The Line platform includes a suite of tools for evaluating how your Agent is performing, both during development phase and in production.
You have full control over how metrics for evaluating your agent are defined.
System Metrics
By default, all calls made by a Line Agent have a set of system metrics automatically calculated to help evaluate performance.
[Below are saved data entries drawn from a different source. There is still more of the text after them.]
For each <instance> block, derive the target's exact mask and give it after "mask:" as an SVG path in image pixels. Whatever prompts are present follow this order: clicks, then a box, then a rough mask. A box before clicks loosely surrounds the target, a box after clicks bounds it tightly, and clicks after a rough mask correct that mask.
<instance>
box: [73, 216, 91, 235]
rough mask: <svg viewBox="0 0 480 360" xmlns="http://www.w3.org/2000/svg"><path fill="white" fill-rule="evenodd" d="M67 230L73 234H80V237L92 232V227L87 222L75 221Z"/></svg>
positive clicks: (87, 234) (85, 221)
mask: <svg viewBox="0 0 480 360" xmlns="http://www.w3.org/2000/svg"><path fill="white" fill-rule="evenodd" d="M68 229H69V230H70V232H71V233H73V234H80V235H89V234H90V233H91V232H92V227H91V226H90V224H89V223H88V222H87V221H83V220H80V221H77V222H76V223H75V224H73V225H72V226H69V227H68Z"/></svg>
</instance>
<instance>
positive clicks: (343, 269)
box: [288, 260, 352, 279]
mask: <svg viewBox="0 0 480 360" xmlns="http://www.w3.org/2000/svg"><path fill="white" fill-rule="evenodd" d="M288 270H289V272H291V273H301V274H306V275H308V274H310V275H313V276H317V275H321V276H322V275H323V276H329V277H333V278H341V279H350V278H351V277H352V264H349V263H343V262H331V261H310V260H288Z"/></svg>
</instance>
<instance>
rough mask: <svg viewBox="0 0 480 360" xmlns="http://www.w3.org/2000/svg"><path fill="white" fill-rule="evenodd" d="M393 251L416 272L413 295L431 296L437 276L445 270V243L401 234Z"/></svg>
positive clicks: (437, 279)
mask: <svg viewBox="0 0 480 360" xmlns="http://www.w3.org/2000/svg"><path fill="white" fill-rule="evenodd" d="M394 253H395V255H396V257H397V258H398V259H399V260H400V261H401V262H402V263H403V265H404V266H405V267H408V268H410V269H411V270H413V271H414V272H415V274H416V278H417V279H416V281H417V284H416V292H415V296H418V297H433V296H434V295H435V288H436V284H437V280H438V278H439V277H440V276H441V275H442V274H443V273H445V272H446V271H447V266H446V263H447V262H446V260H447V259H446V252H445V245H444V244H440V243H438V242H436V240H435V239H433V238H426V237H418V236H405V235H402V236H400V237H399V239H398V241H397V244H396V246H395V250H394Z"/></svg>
| System Metric | Description |
|---|
| system_call_success | A boolean status indicating if the call disconnects unexpectedly, for example due to reasoning code crashing |
| system_text_to_speech_ttfb | The time to first byte of audio generated by the TTS model on the first turn of the conversation |
LLM as a Judge
An LLM-as-a-Judge metric is created in the playground by setting a name and specifying a prompt. You can try out different prompts in
the playground against existing call transcripts by copying a call id into the metric creation field and clicking evaluate
to generate a sample output.
Write your LLM as a Judge metrics to return a single value and description
field.
A metric name can only include lower case letters, digits, and ‘-’, ‘_’, or ‘.’ characters so that you can manage it
from a cli. Metric names must also be unique within your organization.
Assigning Metrics
Once a metric is created, it can be assigned to an Agent via the playground from the Agent page. All subsequent calls made
to or from that Agent will have metric results calculated and available to view in the console and API. Note
that when you assign a metric to an existing Agent, it won’t be automatically run on previous calls.